RECORD SOURCE CATEGORIES:
    Employee records are created, reviewed and, as appropriate, 
certified by the prime or subcontractor. Records pertaining to the 
individual entering and certifying data in the system may be created by 
the individual, by a contracting officer, or in the case of a 
subcontractor by the prime contractor or another subcontractor. Records 
pertaining to federal acquisition personnel using the system may be 
entered by the individual or by other federal employees at the 
individual's agency.

ROUTINE USES OF RECORDS MAINTAINED IN THE SYSTEM INCLUDING CATEGORIES 
OF USERS AND THE PURPOSES OF SUCH USES:
    In addition to those disclosures generally permitted under 5 U.S.C. 
552a(b) of the Privacy Act, all or a portion of the records or 
information contained in this system may be disclosed to authorized 
entities, as is determined to be relevant and necessary, outside GSA as 
a routine use pursuant to 5 U.S.C. 552a(b)(3) as follows:
    a. To an appropriate Federal, State, tribal, local, international, 
or foreign law enforcement agency or other appropriate authority 
charged with investigating or prosecuting a violation or enforcing or 
implementing a law, rule, regulation, or order, where a record, either 
on its face or in conjunction with other information, indicates a 
violation or potential violation of law, which includes criminal, 
civil, or regulatory violations and such disclosure is proper and 
consistent with the official duties of the person making the 
disclosure.
    b. To a Member of Congress or his or her staff in response to a 
request made on behalf of and at the request of the individual who is 
the subject of the record.
    c. To the Department of Justice or other Federal agency conducting 
litigation or in proceedings before any court, adjudicative or 
administrative body, when: (a) GSA or any component thereof, or (b) any 
employee of GSA in his/her official capacity, or (c) any employee of 
GSA in his/her individual capacity where DOJ or GSA has agreed to 
represent the employee, or (d) the United States or any agency thereof, 
is a party to the litigation or has an interest in such litigation, and 
GSA determines that the records are both relevant and necessary to the 
litigation.
    d. To the National Archives and Records Administration (NARA) for 
records management purposes.
    e. To the Office of Management and Budget (OMB) and the Government 
Accountability Office (GAO) in accordance with their responsibilities 
for evaluation or oversight of Federal programs.
    f. To an expert, consultant, or contractor of GSA in the 
performance of a Federal duty to which the information is relevant.
    g. To appropriate agencies, entities, and persons when (1) GSA 
suspects or has confirmed that there has been a breach of the system of 
records; (2) GSA has determined that as a result of the suspected or 
confirmed breach there is a risk of harm to individuals, GSA (including 
its information systems, programs and operations), the Federal

[[Page 12354]]

Government, or national security; and (3) the disclosure made to such 
agencies, entities, and persons is reasonably necessary to assist in 
connection with GSA's efforts to respond to the suspected or confirmed 
breach or to prevent, minimize, or remedy such harm.
    h. To another Federal agency or Federal entity, when GSA determines 
that information from this system of records is reasonably necessary to 
assist the recipient agency or entity in (1) responding to a suspected 
or confirmed breach or (2) preventing, minimizing, or remedying the 
risk of harm to individuals, the recipient agency or entity (including 
its information systems, programs, and operations), the Federal 
Government, or national security, resulting from a suspected or 
confirmed breach.

POLICIES AND PRACTICES FOR STORAGE OF RECORDS:
    Electronic records and backups are stored on secure servers 
approved by GSA Office of the Chief Information Security Officer 
(OCISO) and accessed only by authorized personnel.

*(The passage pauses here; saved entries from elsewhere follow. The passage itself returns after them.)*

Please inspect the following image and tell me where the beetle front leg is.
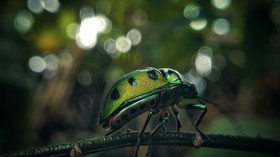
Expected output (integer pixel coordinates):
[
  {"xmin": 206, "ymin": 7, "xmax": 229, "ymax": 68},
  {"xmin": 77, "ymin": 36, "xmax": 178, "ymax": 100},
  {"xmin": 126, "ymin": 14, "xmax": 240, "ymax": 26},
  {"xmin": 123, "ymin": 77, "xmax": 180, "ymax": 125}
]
[
  {"xmin": 186, "ymin": 103, "xmax": 207, "ymax": 137},
  {"xmin": 188, "ymin": 103, "xmax": 208, "ymax": 147},
  {"xmin": 178, "ymin": 103, "xmax": 209, "ymax": 147}
]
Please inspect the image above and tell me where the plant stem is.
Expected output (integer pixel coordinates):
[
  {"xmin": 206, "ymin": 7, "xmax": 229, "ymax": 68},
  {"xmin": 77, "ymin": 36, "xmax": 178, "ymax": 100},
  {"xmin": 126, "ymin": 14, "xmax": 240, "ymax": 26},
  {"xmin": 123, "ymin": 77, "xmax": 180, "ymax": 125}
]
[{"xmin": 2, "ymin": 132, "xmax": 279, "ymax": 157}]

POLICIES AND PRACTICES FOR RETRIEVAL OF RECORDS:
    System records are retrievable by searching against information in 
the record pertaining to the prime or subcontractor (e.g., the prime or 
subcontractor's company's name; the name of the individual entering or 
certifying information on behalf of the prime or subcontractor), the 
contract, (e.g., the contract number), or the contracting officer; 
however, each agency can only access and retrieve the records 
pertaining to contracts being administered by its acquisition 
personnel.

POLICIES AND PRACTICES FOR RETENTION AND DISPOSAL OF RECORDS:
    System records are retained and disposed of according to each 
respective agency's records maintenance and disposition schedules 
including, as applicable, the NARA General Records Schedule 1.1, 
Financial Management and Reporting Records.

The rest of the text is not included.